In Mauritius: African Success Story (NBER Working Paper No. 16569), author Jeffrey Frankel examines the economic history of the island and pinpoints a few reasons behind its accomplishments. Frankel points out that after Mauritius, the next two African nations with the highest governance rankings, intriguingly, are also small island nations: the Seychelles and Cape Verde. That's unusual, according to development theory, because small nations typically don't have the size to gain economies of scale. These islands are also in the tropics, another attribute that is often thought to be a barrier to progress. Frankel offers a possible explanation, rooted in immigration.
"Any country can in principle adopt effective institutions and strong policies at any time." In the case of Mauritius, the deep underlying origins include a cosmopolitan population with an unusual combination of ethnicities: Franco-Mauritians and Creoles who were willing at the time of independence to trade off their past domination of political power for guarantees under the new system, Indians who were willing to take the other side of the bargain, and Chinese who had links to their country of origin.
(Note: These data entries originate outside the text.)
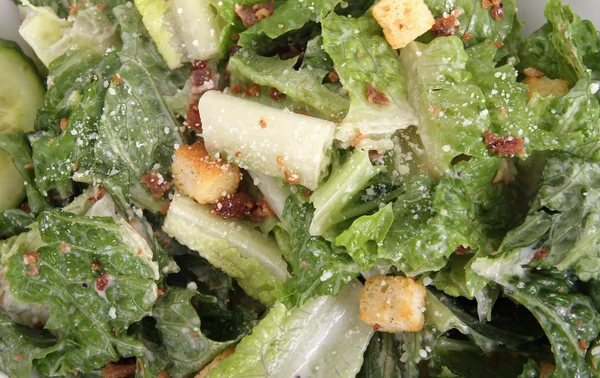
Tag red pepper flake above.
[367,84,390,106]
[533,248,550,260]
[210,192,254,219]
[484,131,525,156]
[269,88,285,101]
[60,118,69,131]
[454,245,471,255]
[258,117,267,129]
[350,132,369,147]
[229,84,244,94]
[140,170,173,199]
[250,198,275,222]
[431,14,458,37]
[96,273,110,291]
[327,68,340,83]
[23,252,40,265]
[283,169,300,185]
[58,242,71,253]
[277,156,285,172]
[244,84,260,96]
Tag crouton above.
[359,276,427,333]
[172,142,241,204]
[523,75,569,101]
[194,345,235,378]
[373,0,435,49]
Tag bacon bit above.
[258,117,267,129]
[269,88,285,101]
[277,156,285,172]
[327,68,340,83]
[454,245,471,255]
[210,192,254,219]
[523,67,544,79]
[23,252,40,265]
[25,265,40,277]
[69,3,79,16]
[533,248,550,260]
[350,132,369,147]
[101,363,135,378]
[234,0,275,28]
[96,273,110,291]
[484,131,525,156]
[283,169,300,185]
[250,198,275,222]
[60,118,69,131]
[244,84,260,96]
[229,84,244,94]
[431,13,458,37]
[159,201,171,215]
[190,60,212,95]
[140,170,173,199]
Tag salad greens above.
[0,0,600,378]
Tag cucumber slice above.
[0,39,46,211]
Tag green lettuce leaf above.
[400,37,490,177]
[322,12,417,151]
[227,44,348,119]
[3,196,159,374]
[163,194,288,304]
[425,0,517,46]
[152,288,233,378]
[277,196,360,308]
[207,282,373,378]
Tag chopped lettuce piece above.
[322,11,417,151]
[163,194,288,304]
[400,37,490,177]
[19,0,120,67]
[425,0,517,46]
[198,91,335,190]
[207,281,373,378]
[135,0,224,69]
[228,48,348,120]
[152,288,233,378]
[277,196,360,308]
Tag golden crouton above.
[359,276,427,333]
[194,345,235,378]
[172,142,241,204]
[523,68,569,101]
[373,0,435,49]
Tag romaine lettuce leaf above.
[425,0,517,46]
[321,11,417,151]
[400,37,490,177]
[207,281,373,378]
[152,288,233,378]
[163,194,288,304]
[2,196,159,374]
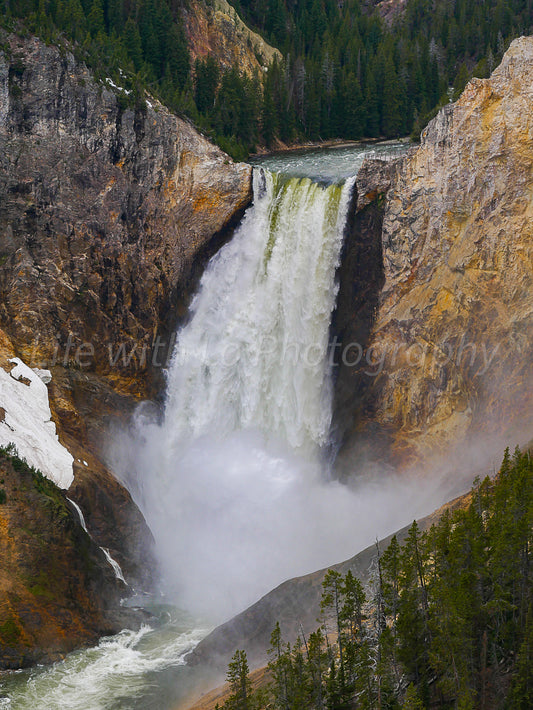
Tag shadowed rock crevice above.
[331,160,397,477]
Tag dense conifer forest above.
[219,450,533,710]
[218,449,533,710]
[0,0,533,158]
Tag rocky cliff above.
[337,38,533,472]
[0,29,251,660]
[0,449,148,668]
[183,0,281,75]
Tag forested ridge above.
[224,449,533,710]
[0,0,533,158]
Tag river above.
[0,143,412,710]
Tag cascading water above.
[163,169,355,452]
[115,169,366,618]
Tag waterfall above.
[164,169,355,452]
[67,498,129,586]
[112,169,370,620]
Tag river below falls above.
[0,142,407,710]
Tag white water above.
[113,156,444,621]
[0,145,448,710]
[67,498,128,585]
[0,621,207,710]
[163,170,355,452]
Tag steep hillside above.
[0,449,140,669]
[0,27,251,660]
[182,0,282,75]
[337,38,533,470]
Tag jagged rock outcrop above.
[182,0,281,75]
[339,37,533,471]
[0,450,148,669]
[0,34,251,656]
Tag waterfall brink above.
[164,169,355,452]
[113,169,370,621]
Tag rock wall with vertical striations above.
[337,37,533,472]
[0,33,251,660]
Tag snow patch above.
[0,358,74,488]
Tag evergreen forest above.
[218,450,533,710]
[0,0,533,158]
[0,0,533,159]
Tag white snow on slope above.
[0,358,74,488]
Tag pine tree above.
[223,650,255,710]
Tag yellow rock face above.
[184,0,281,75]
[338,38,533,472]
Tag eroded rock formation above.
[332,37,533,471]
[183,0,281,75]
[0,27,251,660]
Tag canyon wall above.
[336,37,533,474]
[0,34,251,668]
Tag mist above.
[110,164,486,623]
[114,410,470,623]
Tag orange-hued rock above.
[0,452,145,669]
[0,27,251,666]
[183,0,281,75]
[332,37,533,469]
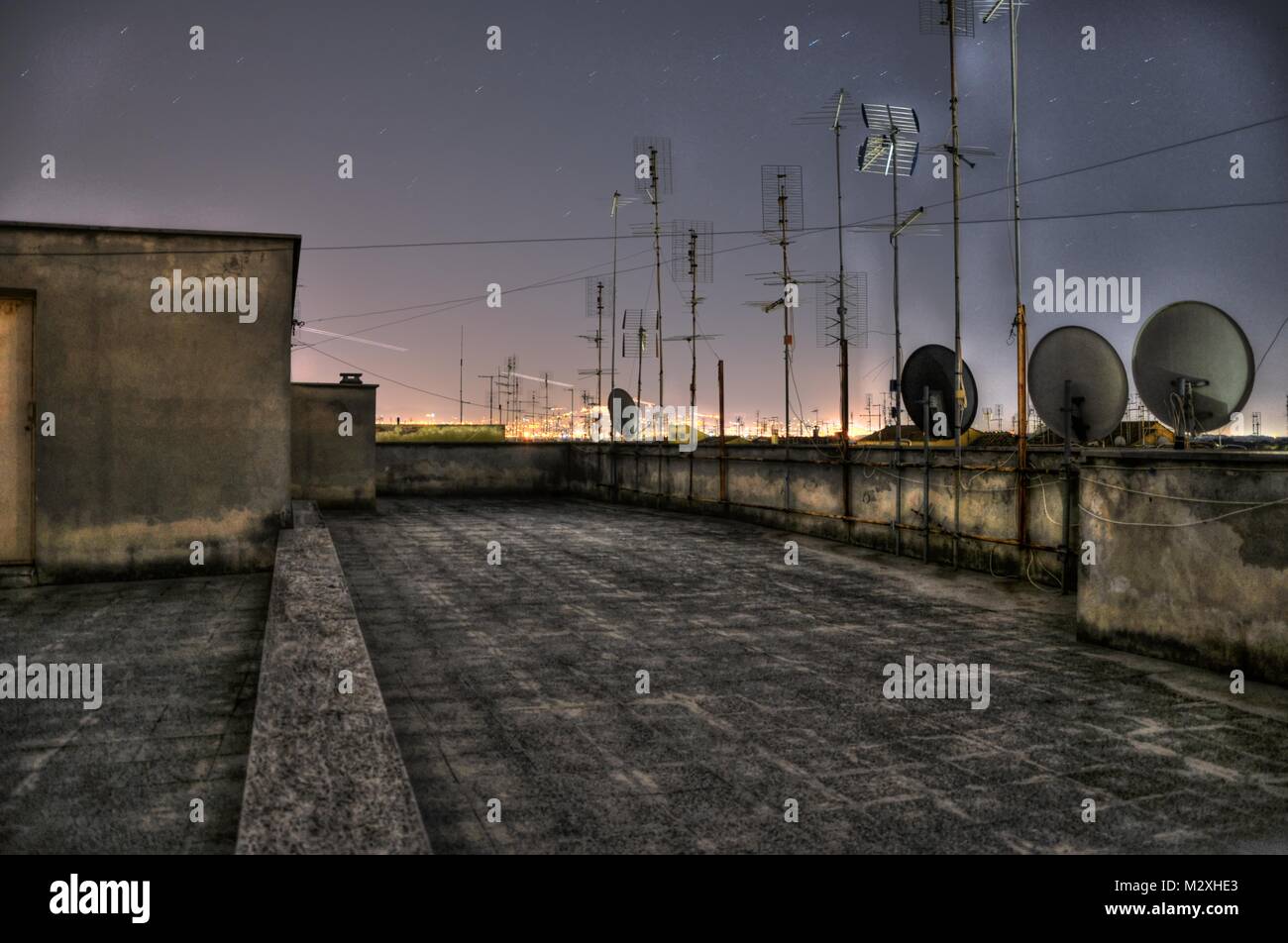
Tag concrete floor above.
[0,574,270,854]
[326,498,1288,853]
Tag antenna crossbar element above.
[632,134,673,194]
[622,308,657,360]
[863,104,921,134]
[814,271,868,349]
[583,275,612,318]
[980,0,1027,23]
[926,145,997,170]
[858,134,921,176]
[793,89,859,132]
[667,219,715,284]
[917,0,975,36]
[760,163,805,237]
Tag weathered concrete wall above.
[568,442,1064,583]
[376,443,1064,583]
[291,382,376,507]
[1078,450,1288,684]
[376,442,570,494]
[0,223,299,581]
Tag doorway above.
[0,296,35,565]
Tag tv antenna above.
[858,104,923,554]
[664,219,716,443]
[577,275,615,417]
[1130,301,1257,449]
[814,271,868,353]
[918,0,975,567]
[622,308,661,417]
[608,189,635,399]
[634,136,673,406]
[760,163,805,446]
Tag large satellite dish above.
[899,344,979,439]
[1029,326,1127,443]
[608,386,639,429]
[1130,301,1256,437]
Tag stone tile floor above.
[0,574,270,853]
[326,498,1288,853]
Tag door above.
[0,297,35,563]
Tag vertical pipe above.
[716,361,729,505]
[608,189,622,443]
[921,386,930,563]
[649,147,666,417]
[1009,3,1029,556]
[1060,380,1073,594]
[595,282,604,422]
[654,147,666,504]
[948,0,965,569]
[690,229,698,501]
[881,154,907,557]
[832,118,853,535]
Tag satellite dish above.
[899,344,979,439]
[1130,301,1256,437]
[1029,326,1127,443]
[608,386,639,429]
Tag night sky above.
[0,0,1288,434]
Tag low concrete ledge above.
[237,502,430,854]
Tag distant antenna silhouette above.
[665,219,716,456]
[796,87,868,461]
[858,104,922,554]
[760,163,805,446]
[634,136,673,404]
[814,271,868,350]
[918,0,975,569]
[577,275,605,422]
[622,308,661,403]
[608,190,635,399]
[983,0,1029,548]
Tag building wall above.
[1078,451,1288,684]
[376,442,568,496]
[376,442,1064,583]
[291,382,376,507]
[0,223,299,581]
[570,442,1064,583]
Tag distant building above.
[0,223,300,582]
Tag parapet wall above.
[376,442,1288,684]
[1078,450,1288,684]
[376,442,1064,584]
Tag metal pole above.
[595,282,604,417]
[1009,0,1029,554]
[690,229,698,501]
[833,117,853,533]
[948,0,965,569]
[608,189,622,443]
[778,174,793,449]
[1060,380,1073,594]
[881,153,907,557]
[716,361,729,504]
[649,147,666,417]
[921,386,930,563]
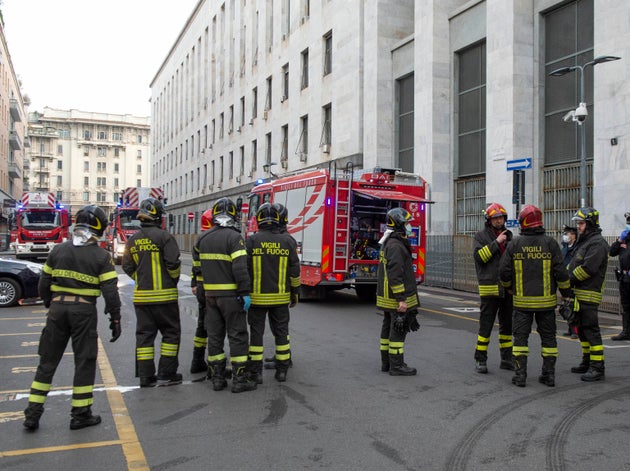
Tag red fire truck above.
[246,166,432,301]
[9,192,71,260]
[105,187,164,264]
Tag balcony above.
[9,161,22,178]
[9,130,22,150]
[9,98,22,123]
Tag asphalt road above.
[0,257,630,471]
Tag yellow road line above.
[0,440,123,460]
[98,338,150,470]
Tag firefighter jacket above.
[499,228,571,311]
[38,241,120,319]
[245,229,300,306]
[192,226,251,296]
[569,228,609,305]
[473,224,512,297]
[122,224,181,304]
[376,232,420,311]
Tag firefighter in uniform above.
[376,208,420,376]
[569,207,609,381]
[24,205,121,430]
[246,203,300,384]
[265,203,299,370]
[192,198,257,393]
[499,204,572,387]
[190,209,212,374]
[473,203,514,374]
[122,198,182,388]
[609,213,630,341]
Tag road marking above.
[0,440,123,460]
[98,338,150,470]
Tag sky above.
[0,0,198,116]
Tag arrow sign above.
[506,157,532,172]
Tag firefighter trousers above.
[475,294,512,361]
[29,301,98,407]
[205,293,249,363]
[247,304,291,362]
[381,311,407,355]
[577,301,604,362]
[134,302,181,377]
[512,310,558,358]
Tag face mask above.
[405,224,413,237]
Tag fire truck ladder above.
[333,162,352,273]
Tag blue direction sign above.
[506,157,532,172]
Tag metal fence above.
[424,235,620,314]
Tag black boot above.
[232,362,256,393]
[23,402,44,430]
[538,357,556,388]
[208,360,227,391]
[247,361,262,384]
[274,360,289,383]
[512,355,527,388]
[499,347,514,371]
[389,353,417,376]
[581,361,605,382]
[70,406,101,430]
[610,312,630,340]
[190,347,208,374]
[571,353,591,374]
[381,350,389,373]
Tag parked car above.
[0,258,42,307]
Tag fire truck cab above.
[246,165,432,302]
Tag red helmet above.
[484,203,507,220]
[518,204,543,229]
[201,209,212,231]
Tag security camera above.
[575,103,588,124]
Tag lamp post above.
[548,56,621,208]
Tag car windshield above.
[20,211,61,231]
[120,209,140,231]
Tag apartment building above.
[25,107,151,214]
[151,0,630,235]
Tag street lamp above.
[548,56,621,208]
[263,162,278,178]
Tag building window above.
[280,64,289,102]
[396,74,414,172]
[300,49,308,90]
[252,87,258,119]
[544,0,595,166]
[457,43,486,177]
[324,31,332,75]
[319,103,332,149]
[265,75,273,110]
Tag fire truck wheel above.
[354,285,376,304]
[0,278,22,307]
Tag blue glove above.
[242,296,252,312]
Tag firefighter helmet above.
[138,197,164,225]
[201,209,212,231]
[74,204,107,237]
[273,203,289,228]
[387,208,411,234]
[518,204,543,229]
[256,203,280,228]
[572,206,599,227]
[212,198,237,227]
[483,203,507,221]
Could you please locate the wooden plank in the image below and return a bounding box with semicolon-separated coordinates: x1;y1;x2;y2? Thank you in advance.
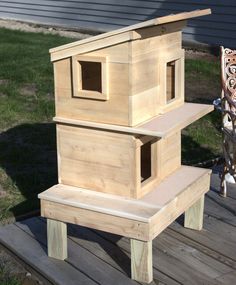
205;195;236;227
39;164;210;241
41;199;149;241
39;184;161;222
47;219;68;260
130;239;153;283
50;31;140;62
184;195;204;231
38;166;210;223
17;218;140;285
0;224;97;285
57;125;141;198
68;225;179;285
50;9;211;61
153;232;233;284
167;224;236;269
53;103;213;138
54;59;129;126
149;166;210;238
99;227;228;285
170;213;236;262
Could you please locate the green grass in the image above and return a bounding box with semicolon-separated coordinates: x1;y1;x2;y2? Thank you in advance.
0;29;221;222
0;29;72;221
0;257;22;285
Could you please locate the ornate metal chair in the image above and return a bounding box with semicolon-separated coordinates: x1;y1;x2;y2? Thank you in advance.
214;47;236;197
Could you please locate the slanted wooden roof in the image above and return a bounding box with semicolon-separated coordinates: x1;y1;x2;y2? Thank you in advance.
50;9;211;61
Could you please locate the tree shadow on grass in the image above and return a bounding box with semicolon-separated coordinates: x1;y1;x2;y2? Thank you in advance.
0;123;57;217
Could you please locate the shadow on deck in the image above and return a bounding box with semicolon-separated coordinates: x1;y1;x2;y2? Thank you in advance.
0;169;236;285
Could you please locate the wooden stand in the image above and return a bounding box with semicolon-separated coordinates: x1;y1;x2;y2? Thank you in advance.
39;166;211;283
39;9;213;283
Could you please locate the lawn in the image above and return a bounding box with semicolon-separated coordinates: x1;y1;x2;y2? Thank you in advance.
0;29;221;223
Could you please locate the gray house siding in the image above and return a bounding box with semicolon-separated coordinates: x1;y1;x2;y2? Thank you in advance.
0;0;236;47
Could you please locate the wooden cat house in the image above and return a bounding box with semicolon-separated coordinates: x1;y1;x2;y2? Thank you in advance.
39;9;213;282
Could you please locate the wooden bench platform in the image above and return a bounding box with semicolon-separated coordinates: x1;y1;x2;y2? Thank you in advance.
39;166;211;283
39;166;210;241
0;166;236;285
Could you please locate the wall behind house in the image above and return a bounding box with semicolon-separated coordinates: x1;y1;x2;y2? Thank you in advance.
0;0;236;48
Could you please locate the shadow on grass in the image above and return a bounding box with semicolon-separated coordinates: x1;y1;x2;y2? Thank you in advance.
0;123;57;217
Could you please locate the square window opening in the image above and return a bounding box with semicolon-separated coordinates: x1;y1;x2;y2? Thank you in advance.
166;61;176;103
79;61;102;93
140;142;152;183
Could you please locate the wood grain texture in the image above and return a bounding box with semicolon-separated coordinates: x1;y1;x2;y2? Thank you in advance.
47;219;68;260
53;103;213;138
50;9;211;61
184;195;204;231
54;57;129;126
39;167;210;241
41;199;149;241
130;239;153;283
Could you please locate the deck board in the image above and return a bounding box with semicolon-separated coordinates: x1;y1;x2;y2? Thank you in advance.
0;168;236;285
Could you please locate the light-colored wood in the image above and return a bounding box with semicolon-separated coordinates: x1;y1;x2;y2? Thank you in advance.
184;195;204;231
130;239;153;283
50;31;140;62
57;125;140;197
54;103;214;138
47;219;67;260
54;59;129;126
50;9;211;61
148;170;211;238
41;199;149;241
57;124;161;198
39;166;211;241
156;131;181;180
72;56;109;100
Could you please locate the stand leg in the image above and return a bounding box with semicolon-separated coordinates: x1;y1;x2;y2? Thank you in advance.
130;239;153;283
47;219;67;260
184;195;204;231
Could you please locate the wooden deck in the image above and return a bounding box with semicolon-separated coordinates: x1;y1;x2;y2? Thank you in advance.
0;166;236;285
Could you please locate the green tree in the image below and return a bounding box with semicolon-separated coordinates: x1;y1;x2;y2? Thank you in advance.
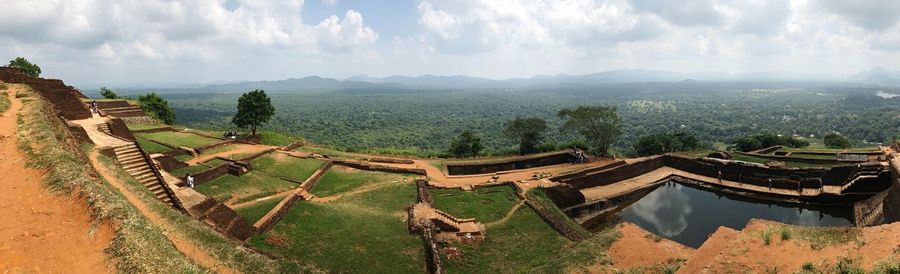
231;89;275;136
138;92;175;125
503;117;547;155
450;129;483;158
557;106;622;156
824;132;850;148
100;87;119;99
634;132;703;156
9;57;41;77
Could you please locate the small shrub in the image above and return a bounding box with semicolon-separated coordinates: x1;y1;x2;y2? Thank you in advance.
831;257;866;274
800;262;816;272
763;228;772;245
781;227;791;241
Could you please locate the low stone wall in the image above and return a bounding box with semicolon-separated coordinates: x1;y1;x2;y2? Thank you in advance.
194;140;235;153
66;123;94;144
95;100;131;110
300;161;334;191
131;127;175;133
253;192;300;234
106;118;137;141
368;157;415;165
278;141;303;151
188;198;256;241
525;191;587;242
447;151;576;175
416;179;434;206
566;157;665;189
153;155;188;172
334;160;426;175
422;224;445;274
191;164;229;186
238;148;275;163
119;115;156;124
0;67;91;120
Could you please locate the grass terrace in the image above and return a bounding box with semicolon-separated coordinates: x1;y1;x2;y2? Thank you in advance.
170;165;209;177
440;206;620;273
429;185;520;224
250;152;325;182
309;165;412;197
248;183;426;273
134;134;172;154
234;198;281;224
195;172;297;203
731;153;834;168
136;131;221;148
127;123;167;130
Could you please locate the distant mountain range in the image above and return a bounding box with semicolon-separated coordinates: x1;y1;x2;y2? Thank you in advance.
203;68;900;91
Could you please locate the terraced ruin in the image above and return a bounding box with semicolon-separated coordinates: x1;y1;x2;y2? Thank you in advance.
0;68;900;273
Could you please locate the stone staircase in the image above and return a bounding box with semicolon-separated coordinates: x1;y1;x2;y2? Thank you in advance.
103;106;147;117
113;143;179;208
97;123;113;136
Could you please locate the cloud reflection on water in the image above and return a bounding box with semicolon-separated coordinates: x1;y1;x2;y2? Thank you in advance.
624;184;692;237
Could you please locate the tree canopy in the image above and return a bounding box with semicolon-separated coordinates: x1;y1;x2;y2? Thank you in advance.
9;57;41;77
732;133;809;152
634;132;703;156
138;92;175;125
823;132;850;148
450;129;483;158
231;89;275;136
100;87;119;99
557;106;622;156
503;117;547;155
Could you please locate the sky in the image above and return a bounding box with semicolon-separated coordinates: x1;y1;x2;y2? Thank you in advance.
0;0;900;85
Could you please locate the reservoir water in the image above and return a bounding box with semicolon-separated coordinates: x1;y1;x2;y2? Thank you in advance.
596;183;852;248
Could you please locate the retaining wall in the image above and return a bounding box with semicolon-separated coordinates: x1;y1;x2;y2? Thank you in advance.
334;160;426;175
447;151;576;175
106;118;137;141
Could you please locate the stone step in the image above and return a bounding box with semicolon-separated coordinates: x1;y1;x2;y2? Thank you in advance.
677;226;741;273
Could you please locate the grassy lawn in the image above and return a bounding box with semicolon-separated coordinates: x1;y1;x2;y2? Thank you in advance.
294;146;368;160
526;188;591;239
257;131;302;146
196;172;297;203
249;184;426;273
429;185;519;223
731;153;771;164
175;154;194;162
309;165;406;197
126;124;166;130
135;135;172;154
138;132;221;148
234;198;281;224
250;153;325;181
442;207;620;273
201;144;240;155
790;152;836;160
202;158;228;167
170;165;209;177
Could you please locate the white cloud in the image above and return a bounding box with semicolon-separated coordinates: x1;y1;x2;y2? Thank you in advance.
0;0;900;82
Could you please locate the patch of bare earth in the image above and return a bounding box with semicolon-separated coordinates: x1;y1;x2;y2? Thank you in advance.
595;222;696;273
0;90;115;273
684;220;900;273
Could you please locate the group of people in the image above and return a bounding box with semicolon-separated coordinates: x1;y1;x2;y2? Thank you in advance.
91;101;100;113
222;130;237;139
572;147;591;164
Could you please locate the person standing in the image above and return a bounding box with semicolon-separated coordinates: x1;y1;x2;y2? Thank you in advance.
184;173;194;188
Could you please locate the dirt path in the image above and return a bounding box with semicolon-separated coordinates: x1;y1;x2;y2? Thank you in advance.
609;222;696;270
0;88;115;273
185;143;274;165
484;200;525;227
90;150;237;273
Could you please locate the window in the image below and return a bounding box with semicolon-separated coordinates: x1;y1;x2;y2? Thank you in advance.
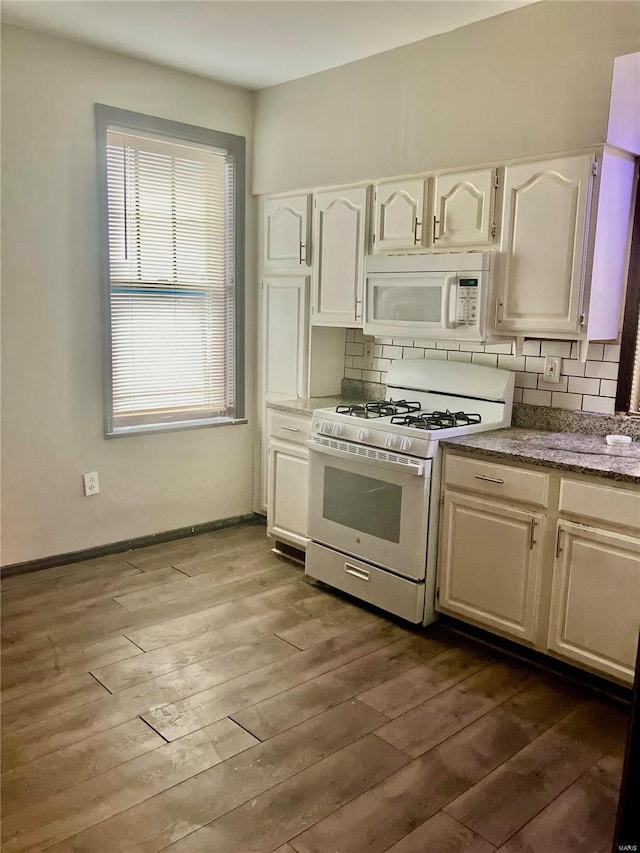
616;185;640;415
96;104;245;435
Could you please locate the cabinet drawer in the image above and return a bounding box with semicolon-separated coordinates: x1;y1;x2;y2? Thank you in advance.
560;477;640;530
269;411;311;444
305;542;425;623
445;456;549;507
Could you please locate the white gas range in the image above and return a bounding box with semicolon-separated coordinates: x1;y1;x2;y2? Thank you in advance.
305;359;514;625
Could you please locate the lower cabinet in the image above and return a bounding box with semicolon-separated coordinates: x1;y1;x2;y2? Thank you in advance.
439;492;544;641
436;450;640;683
267;410;310;550
549;521;640;681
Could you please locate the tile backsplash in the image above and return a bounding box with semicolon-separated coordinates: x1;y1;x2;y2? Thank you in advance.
344;329;620;415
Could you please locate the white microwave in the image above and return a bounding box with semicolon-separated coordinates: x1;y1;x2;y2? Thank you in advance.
363;252;496;342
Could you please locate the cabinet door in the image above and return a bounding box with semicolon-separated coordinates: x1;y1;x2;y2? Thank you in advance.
312;187;368;326
267;440;309;548
549;521;640;682
373;179;426;252
263;195;311;269
263;276;309;400
437;491;544;641
495;154;593;333
432;169;496;249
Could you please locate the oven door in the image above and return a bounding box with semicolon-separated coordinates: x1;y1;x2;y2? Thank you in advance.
308;437;431;580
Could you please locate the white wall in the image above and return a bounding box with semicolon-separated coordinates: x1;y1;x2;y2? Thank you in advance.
1;27;255;565
254;0;640;194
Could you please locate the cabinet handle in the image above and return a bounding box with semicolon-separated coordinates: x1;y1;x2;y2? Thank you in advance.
556;527;564;560
344;563;369;581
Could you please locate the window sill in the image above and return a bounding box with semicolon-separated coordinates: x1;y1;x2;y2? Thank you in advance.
104;418;248;438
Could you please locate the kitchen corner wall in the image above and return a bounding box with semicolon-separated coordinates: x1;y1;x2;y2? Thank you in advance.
344;329;620;415
2;26;257;565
And, as with the Seychelles and Cape Verde, everyone in Mauritius came from somewhere else," Frankel writes.
The history of Mauritius is one of globalization, with ups as well as downs: The Dutch stripped it of its valuable trees in the early seventeenth century and killed off the dodo. The French settlers imported African slave labor to work on their sugar plantations. Britain took over in 1814, and slavery was abolished two decades later. This was an important turning point: without slaves, the sugar plantations had to bring in some 500,000 indentured servants from India. An 1886 constitution allowed some Creoles along with Franco-Mauritians to become national representatives, and a 1948 constitution gave all literate adults the right to vote.
When Mauritius became independent in 1968, external observers predicted that the country would experience poor economic performance because of its high population density, reliance on a single crop, and ethnic divisions. But some key decisions helped to set the country on the road to progress. In one tradeoff, the leader of the nation's majority of Indian descendants renounced nationalization and opted for property rights instead, effectively allowing them to gain political power but letting the Franco-Mauritians keep their plantation wealth.
Under a series of coalition governments, the nation moved from agriculture to manufacturing. It implemented trade policies that boosted exports: an Export Processing Zone, smart diplomacy regarding export preferences, and a competitive exchange rate. "The reforms were implemented over three successive governments; a number of observers have highlighted what this says about the stability of the political system and its ability to do what is best for the country even while simultaneously squabbling furiously over personal and factional politics," Frankel writes. When outside shocks hit, the oil price increases, loss of trade preferences, and overwhelming competition from Chinese textiles, the island nation was able to adapt with business-friendly policies that allowed its economy to continue to diversify and thrive.
The island's accomplishments suggest at least three possible lessons for the rest of Africa. First, trade is crucial to growth. Second, ethnic differences can be accommodated by a well-designed parliamentary political system. Third, democracies can reform economic systems in ways that foster economic growth.
Still, Frankel writes, some other ingredient is missing, and it may have to do with immigration. When immigrants in other countries prosper, perhaps because they are self-selected for initiative, the natives often resent them, blocking progress. (Fiji is an example.) But Mauritius, like the Seychelles and Cape Verde, was uninhabited three centuries ago. Thus everyone is an immigrant. "If everyone came from somewhere else, nobody can claim special privileges," Frankel writes. But "the ideal of an identity-blind meritocracy, however desirable in principle, is not essential. The important thing is for everyone to feel included."